“La straniera“ di Claudia Durastanti
“La straniera” è un romanzo molto difficile da definire, perché è composto da tanti livelli. È un’autobiografia, è un romanzo di formazione, un memoir familiare e un’autofiction che, fin dal principio, si interroga sulla sua stessa autenticità (i genitori dell’autrice, all’inizio del libro, raccontano due storie differenti del loro primo incontro), una storia di emigrazione, un’indagine sulla diversità.
Ma è anche un saggio sulla capacità di raccontare e raccontarsi, sulle possibilità della lingua, che assume un’importanza fondamentale, perché entrambi i genitori della protagonista sono sordi. Proprio questa disabilità, affrontata con coraggio ma anche con incoscienza, è il motore della storia e allo stesso tempo la fonte che alimenta l’alienazione e lo spaesamento che, con sfumature diverse, permeano tutto il libro.
Leggendolo si intuisce come sia stato per l’autrice un racconto necessario, perché il dolore e lo straniamento che l’hanno attraversata dovevano trovare un modo per venire fuori. Claudia Durastanti ci riesce solo a distanza di anni.
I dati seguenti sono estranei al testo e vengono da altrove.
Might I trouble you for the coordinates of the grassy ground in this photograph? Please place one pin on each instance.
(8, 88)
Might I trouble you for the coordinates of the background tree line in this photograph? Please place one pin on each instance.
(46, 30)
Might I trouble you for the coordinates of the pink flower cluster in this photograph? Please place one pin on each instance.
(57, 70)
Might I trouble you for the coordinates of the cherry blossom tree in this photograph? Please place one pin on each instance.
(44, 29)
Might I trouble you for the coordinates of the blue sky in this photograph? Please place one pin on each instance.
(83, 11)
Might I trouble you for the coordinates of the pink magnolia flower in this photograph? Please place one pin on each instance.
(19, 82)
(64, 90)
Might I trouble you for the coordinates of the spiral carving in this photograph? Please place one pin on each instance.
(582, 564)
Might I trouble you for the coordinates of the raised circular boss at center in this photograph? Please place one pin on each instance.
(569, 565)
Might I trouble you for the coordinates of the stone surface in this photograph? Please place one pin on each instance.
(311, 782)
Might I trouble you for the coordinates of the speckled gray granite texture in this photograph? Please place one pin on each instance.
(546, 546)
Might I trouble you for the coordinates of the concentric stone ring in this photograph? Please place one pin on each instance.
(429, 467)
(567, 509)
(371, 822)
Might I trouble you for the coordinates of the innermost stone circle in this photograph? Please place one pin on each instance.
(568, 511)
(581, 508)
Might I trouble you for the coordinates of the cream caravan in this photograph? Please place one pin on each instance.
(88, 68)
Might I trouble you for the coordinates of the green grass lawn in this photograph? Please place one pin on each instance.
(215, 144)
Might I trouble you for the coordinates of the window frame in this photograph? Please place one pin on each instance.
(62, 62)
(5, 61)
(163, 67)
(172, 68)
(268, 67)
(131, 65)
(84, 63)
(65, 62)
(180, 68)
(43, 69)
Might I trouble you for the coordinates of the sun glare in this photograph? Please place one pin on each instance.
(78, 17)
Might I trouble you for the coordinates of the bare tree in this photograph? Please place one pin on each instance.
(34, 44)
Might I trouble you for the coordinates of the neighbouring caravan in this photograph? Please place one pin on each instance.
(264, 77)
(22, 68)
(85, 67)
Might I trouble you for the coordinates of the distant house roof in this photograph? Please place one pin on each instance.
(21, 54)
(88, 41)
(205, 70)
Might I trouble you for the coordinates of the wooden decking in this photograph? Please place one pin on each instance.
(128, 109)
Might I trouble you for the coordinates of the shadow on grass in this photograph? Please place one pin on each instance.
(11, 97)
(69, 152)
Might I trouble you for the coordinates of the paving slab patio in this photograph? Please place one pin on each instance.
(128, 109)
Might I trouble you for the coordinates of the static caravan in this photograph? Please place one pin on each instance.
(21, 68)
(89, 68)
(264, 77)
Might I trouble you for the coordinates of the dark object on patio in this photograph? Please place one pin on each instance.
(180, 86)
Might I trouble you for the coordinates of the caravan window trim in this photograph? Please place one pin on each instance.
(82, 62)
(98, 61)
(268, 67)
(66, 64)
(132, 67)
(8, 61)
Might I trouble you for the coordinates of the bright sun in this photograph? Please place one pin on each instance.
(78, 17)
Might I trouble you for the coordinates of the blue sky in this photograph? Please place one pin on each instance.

Lei stessa, con la citazione di Emily Dickinson, inserita all’inizio, ci consegna una chiave importante per capire quest’urgenza: “Dopo un grande dolore, viene un sentimento formale.”
Se vogliamo trovare una definizione a buon mercato, potremmo definire “La straniera” una lunga lettera d’amore.
La narrazione è non lineare e si articola in una sequenza di eventi che tracciano l’evoluzione del personaggio principale: l’infanzia passata a Brooklyn, il trasferimento a sei anni in Basilicata con la madre, la separazione dei suoi genitori, il rapimento da parte del padre, la scoperta della letteratura come rifugio, la difficile relazione con i coetanei e infine il suo trasferimento a Londra, una città che decide di abitare ma che sembra rifiutarla.
Si tratta di un racconto molto personale, ma allo stesso tempo universale. Chiunque deve fare i conti, prima o poi, con la sua identità e il posto che intende occupare nel mondo. Il libro di Claudia Durastanti è prezioso perché, senza pudore, ci confessa che possiamo acquisire la consapevolezza che ci serve accettando un paradosso: diventiamo chi siamo solo se abbandoniamo il luogo di nascita, cioè ci emancipiamo da quelle origini che in parte ci definiscono.